New Paper Published by Our Laboratory!
July 05, 2023
We are thrilled to announce the publication of a new research paper by our laboratory! This momentous achievement represents the culmination of hard work, dedication, and collaborative efforts from our brilliant team of researchers and scholars.
📖 Title: Investigation of Kriging-based SAEAs’ metamodel samples for computationally expensive optimization problems 👥 Authors: Mônica Valadão, André Maravilha, and Lucas Batista 📅 Journal: Evolutionary Intelligence 🔗 DOI/Link: 10.1007/s12065-023-00862-y
Check out the abstract: “Surrogate model assisted evolutionary algorithms (SAEAs) are strategies widely applied to deal with computationally expensive optimization problems (CEOPs). These methods employ metamodels to drive an evolutionary algorithm (EA) to promising design regions where new evaluations on the true-objective function must be performed. To do this, SAEAs are required to handle the challenge of training a metamodel to improve its predictions. The reliability of a metamodel is strongly related to the samples used for its training. Despite this, several SAEAs are proposed without concern about the sampling strategy employed. The ideal situation is to obtain a sample not far away from the solutions predicted on the metamodel. In this sense, the contribution/novelty of this paper regards an investigative study to compare five strategies for defining the metamodel sample in a proposed SAEA Framework (SAEA/F). The SAEA/F uses a one-dimensional Ordinary Kriging (OK) metamodel, and an expected improvement (EI) merit function is applied to define on which solutions to spend the budget of true-function evaluation. In this investigation, each strategy is incorporated into SAEA/F and then used to solve a set of analytical functions of single-objective optimization problems. The computational results suggest that two of the five sampling strategies stand out the best. The first strategy chooses those solutions with the lowest distance to the centroid of the population of solutions, and the second selects the newest solutions evaluated on true-objective function.
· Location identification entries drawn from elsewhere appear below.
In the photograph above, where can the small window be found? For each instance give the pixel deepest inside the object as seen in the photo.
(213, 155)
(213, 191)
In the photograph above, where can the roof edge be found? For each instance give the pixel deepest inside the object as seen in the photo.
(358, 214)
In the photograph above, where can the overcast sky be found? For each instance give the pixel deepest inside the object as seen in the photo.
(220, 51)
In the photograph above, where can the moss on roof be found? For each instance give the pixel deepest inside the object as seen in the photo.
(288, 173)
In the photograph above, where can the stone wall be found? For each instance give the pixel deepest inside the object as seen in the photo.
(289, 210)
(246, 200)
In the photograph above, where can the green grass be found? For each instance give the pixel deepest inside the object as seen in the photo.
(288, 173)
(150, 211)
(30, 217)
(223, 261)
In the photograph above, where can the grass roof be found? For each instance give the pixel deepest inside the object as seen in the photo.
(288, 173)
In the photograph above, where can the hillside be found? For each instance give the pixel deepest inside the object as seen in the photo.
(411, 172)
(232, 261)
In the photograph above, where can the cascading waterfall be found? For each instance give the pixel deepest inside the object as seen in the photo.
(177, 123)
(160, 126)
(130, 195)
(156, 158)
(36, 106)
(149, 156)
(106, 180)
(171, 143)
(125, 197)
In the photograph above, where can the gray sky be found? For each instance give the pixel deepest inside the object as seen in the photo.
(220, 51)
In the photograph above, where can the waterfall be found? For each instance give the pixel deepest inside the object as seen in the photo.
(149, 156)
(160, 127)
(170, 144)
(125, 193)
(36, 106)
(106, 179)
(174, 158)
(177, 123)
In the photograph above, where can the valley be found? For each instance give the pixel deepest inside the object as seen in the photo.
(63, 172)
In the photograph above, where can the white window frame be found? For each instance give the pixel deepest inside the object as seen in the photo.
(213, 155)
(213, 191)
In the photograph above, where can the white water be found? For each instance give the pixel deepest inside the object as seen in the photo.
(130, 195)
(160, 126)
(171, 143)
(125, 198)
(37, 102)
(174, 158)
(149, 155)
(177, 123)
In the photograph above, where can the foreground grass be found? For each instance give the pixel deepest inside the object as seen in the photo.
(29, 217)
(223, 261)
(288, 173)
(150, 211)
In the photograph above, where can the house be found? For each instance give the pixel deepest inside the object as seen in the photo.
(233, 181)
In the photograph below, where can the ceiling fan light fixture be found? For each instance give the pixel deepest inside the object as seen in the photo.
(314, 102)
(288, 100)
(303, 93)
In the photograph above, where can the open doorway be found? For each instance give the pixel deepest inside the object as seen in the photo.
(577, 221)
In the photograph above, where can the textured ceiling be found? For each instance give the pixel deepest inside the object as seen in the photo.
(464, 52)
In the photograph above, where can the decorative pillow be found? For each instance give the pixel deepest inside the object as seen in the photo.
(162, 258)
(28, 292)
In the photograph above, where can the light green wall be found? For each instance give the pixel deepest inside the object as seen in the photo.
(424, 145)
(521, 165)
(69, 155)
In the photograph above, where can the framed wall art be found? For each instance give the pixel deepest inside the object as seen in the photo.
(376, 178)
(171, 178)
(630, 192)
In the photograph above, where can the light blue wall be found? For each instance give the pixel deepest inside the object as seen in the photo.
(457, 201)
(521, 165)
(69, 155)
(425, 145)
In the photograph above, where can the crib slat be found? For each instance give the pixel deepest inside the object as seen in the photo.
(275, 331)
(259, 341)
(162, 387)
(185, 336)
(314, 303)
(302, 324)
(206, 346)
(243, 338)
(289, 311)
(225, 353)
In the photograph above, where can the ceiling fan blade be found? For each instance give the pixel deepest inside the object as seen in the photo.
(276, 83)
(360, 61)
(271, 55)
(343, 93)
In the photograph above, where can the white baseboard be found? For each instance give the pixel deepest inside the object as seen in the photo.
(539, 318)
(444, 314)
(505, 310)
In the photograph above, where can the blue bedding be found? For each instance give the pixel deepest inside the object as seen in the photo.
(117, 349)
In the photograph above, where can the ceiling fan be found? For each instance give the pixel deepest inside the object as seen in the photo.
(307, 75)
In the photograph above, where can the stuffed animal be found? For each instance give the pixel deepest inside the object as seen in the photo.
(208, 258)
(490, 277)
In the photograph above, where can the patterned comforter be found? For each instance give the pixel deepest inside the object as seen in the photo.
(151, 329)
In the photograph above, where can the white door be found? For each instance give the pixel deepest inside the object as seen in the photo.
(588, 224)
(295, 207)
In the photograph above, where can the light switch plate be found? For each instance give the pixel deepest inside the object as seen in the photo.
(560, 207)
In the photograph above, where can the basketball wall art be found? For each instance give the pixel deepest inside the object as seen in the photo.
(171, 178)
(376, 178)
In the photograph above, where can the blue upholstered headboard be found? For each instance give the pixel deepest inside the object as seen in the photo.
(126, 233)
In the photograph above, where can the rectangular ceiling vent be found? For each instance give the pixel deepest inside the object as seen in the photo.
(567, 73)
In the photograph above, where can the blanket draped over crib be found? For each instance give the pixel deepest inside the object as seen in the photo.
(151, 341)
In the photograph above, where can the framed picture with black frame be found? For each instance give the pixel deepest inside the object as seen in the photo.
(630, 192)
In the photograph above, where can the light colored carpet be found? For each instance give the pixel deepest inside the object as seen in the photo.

The results highlight the potential of these approaches for solving expensive optimization problems since they speed up the algorithm convergence to improved solutions.”
You can access the full paper through the provided DOI/link, and we encourage you to read, share, and engage with the research.
Once again, we express our gratitude to everyone who played a part in making this publication a reality. We remain committed to advancing scientific knowledge and look forward to sharing more exciting research from our laboratory in the future!